CRAS structured programs and highly qualified teaching staff provide a professional and supportive atmosphere, which is complemented by its small class sizes allowing for individual instruction and assistance for students in engineering audio recordings. CRAS has been providing quality vocational training in audio recording for more than three decades. The curriculum and equipment are constantly being updated to keep pace with the rapid advancements in the music and sound recording industries. CRAS’ course offerings and subject matter have always centered around the skills and knowledge necessary for students’ success in the audio recording industries.

The 11-month program is designed to allow every student access to learn and train in all of the Conservatory’s studios which are comprised with state-of-the-art audio recording and mixing gear, the same equipment used in today’s finest studios and remote broadcast facilities, including Pro Tools Ultimate, API Legacy consoles, SSL AWS consoles, Studer Vista consoles, and much more.
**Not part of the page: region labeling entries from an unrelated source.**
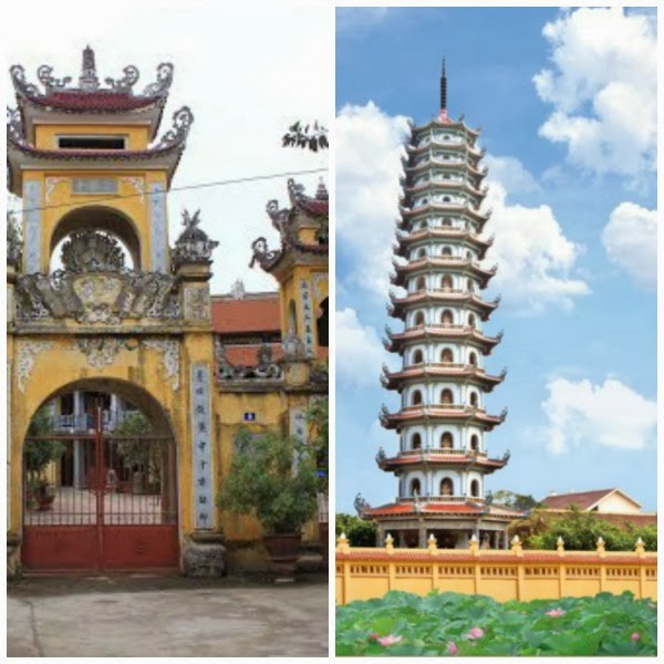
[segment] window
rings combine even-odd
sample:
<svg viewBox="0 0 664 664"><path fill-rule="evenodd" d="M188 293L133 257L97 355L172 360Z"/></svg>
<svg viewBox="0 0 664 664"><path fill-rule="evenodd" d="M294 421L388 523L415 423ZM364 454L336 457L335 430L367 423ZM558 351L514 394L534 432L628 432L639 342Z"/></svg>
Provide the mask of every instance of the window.
<svg viewBox="0 0 664 664"><path fill-rule="evenodd" d="M124 136L59 136L61 149L125 149Z"/></svg>

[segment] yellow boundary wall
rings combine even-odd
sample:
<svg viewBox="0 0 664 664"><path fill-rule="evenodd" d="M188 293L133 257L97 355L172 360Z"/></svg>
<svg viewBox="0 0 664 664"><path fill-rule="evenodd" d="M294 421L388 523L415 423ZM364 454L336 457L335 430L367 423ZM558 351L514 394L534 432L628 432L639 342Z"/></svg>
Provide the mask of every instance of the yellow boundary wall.
<svg viewBox="0 0 664 664"><path fill-rule="evenodd" d="M657 554L596 551L525 551L518 540L511 550L396 549L388 536L383 549L351 548L341 536L336 547L336 603L382 598L391 590L424 595L432 590L483 594L499 602L592 596L599 592L657 598Z"/></svg>

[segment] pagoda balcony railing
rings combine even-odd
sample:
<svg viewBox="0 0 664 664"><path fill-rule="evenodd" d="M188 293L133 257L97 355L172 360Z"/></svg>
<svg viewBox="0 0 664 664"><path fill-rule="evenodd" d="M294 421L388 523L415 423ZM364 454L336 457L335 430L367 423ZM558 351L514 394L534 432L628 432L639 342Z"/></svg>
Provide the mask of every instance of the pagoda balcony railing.
<svg viewBox="0 0 664 664"><path fill-rule="evenodd" d="M424 447L422 449L404 449L398 453L400 457L425 457L425 456L467 456L486 458L486 452L476 452L474 449L452 449L449 447Z"/></svg>
<svg viewBox="0 0 664 664"><path fill-rule="evenodd" d="M396 499L397 502L456 502L463 504L466 502L468 498L466 496L404 496ZM484 500L483 498L473 498L474 501Z"/></svg>
<svg viewBox="0 0 664 664"><path fill-rule="evenodd" d="M463 404L418 404L416 406L404 406L402 413L416 413L417 411L450 411L454 413L470 412L471 406ZM478 413L484 413L484 408L476 408Z"/></svg>

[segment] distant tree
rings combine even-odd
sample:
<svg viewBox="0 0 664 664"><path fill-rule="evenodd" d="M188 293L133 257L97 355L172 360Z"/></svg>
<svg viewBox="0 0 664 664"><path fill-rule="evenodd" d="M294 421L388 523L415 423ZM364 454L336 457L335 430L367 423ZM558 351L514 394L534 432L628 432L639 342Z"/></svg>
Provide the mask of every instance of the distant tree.
<svg viewBox="0 0 664 664"><path fill-rule="evenodd" d="M336 515L335 532L339 537L342 532L349 539L351 547L375 547L376 546L376 525L373 521L365 521L354 515Z"/></svg>
<svg viewBox="0 0 664 664"><path fill-rule="evenodd" d="M289 127L282 137L283 147L301 147L311 152L328 149L328 129L317 122L313 125L304 125L300 121Z"/></svg>

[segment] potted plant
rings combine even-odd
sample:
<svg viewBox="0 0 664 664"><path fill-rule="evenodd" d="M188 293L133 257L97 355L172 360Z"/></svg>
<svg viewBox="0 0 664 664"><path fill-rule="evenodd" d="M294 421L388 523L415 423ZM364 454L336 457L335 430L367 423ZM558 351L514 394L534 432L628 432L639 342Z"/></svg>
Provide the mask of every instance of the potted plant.
<svg viewBox="0 0 664 664"><path fill-rule="evenodd" d="M258 519L273 570L292 577L302 527L317 511L317 492L315 458L307 445L292 436L255 436L243 429L217 506Z"/></svg>
<svg viewBox="0 0 664 664"><path fill-rule="evenodd" d="M30 438L24 446L25 473L28 483L28 506L39 510L52 509L55 491L44 476L49 465L64 453L60 440L49 439L52 427L45 412L39 411L30 423ZM44 436L44 437L42 437Z"/></svg>

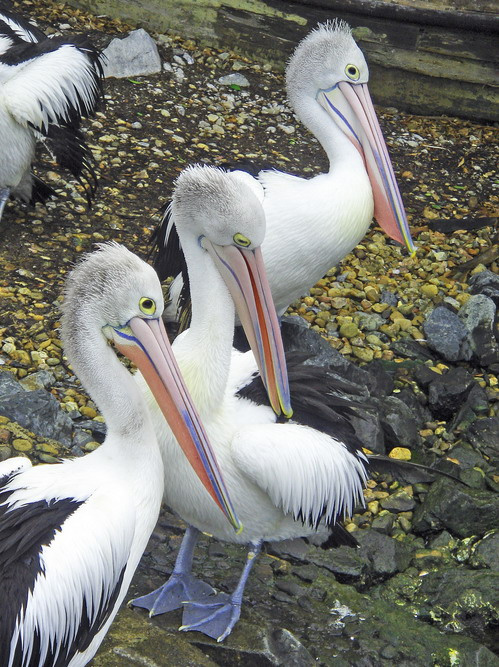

All students must complete a 280-hour industry internship to graduate from the Master Recording Program II that may ultimately lead to industry employment.

For more information on the Conservatory of Recording Arts & Sciences, please visit www.cras.edu, contact Kirt Hamm, administrator, at 1-800-562-6383, or email to info@cras.edu.

 

About The Conservatory of Recording Arts & Sciences

Based in the heart of The Valley of the Sun with two campuses in Gilbert and Tempe, Ariz., The Conservatory of Recording Arts & Sciences (CRAS) is one of the country’s premier institutions for audio education. The Conservatory has developed a unique and highly effective way to help the future audio professional launch their careers in the recording industry and other related professional audio categories.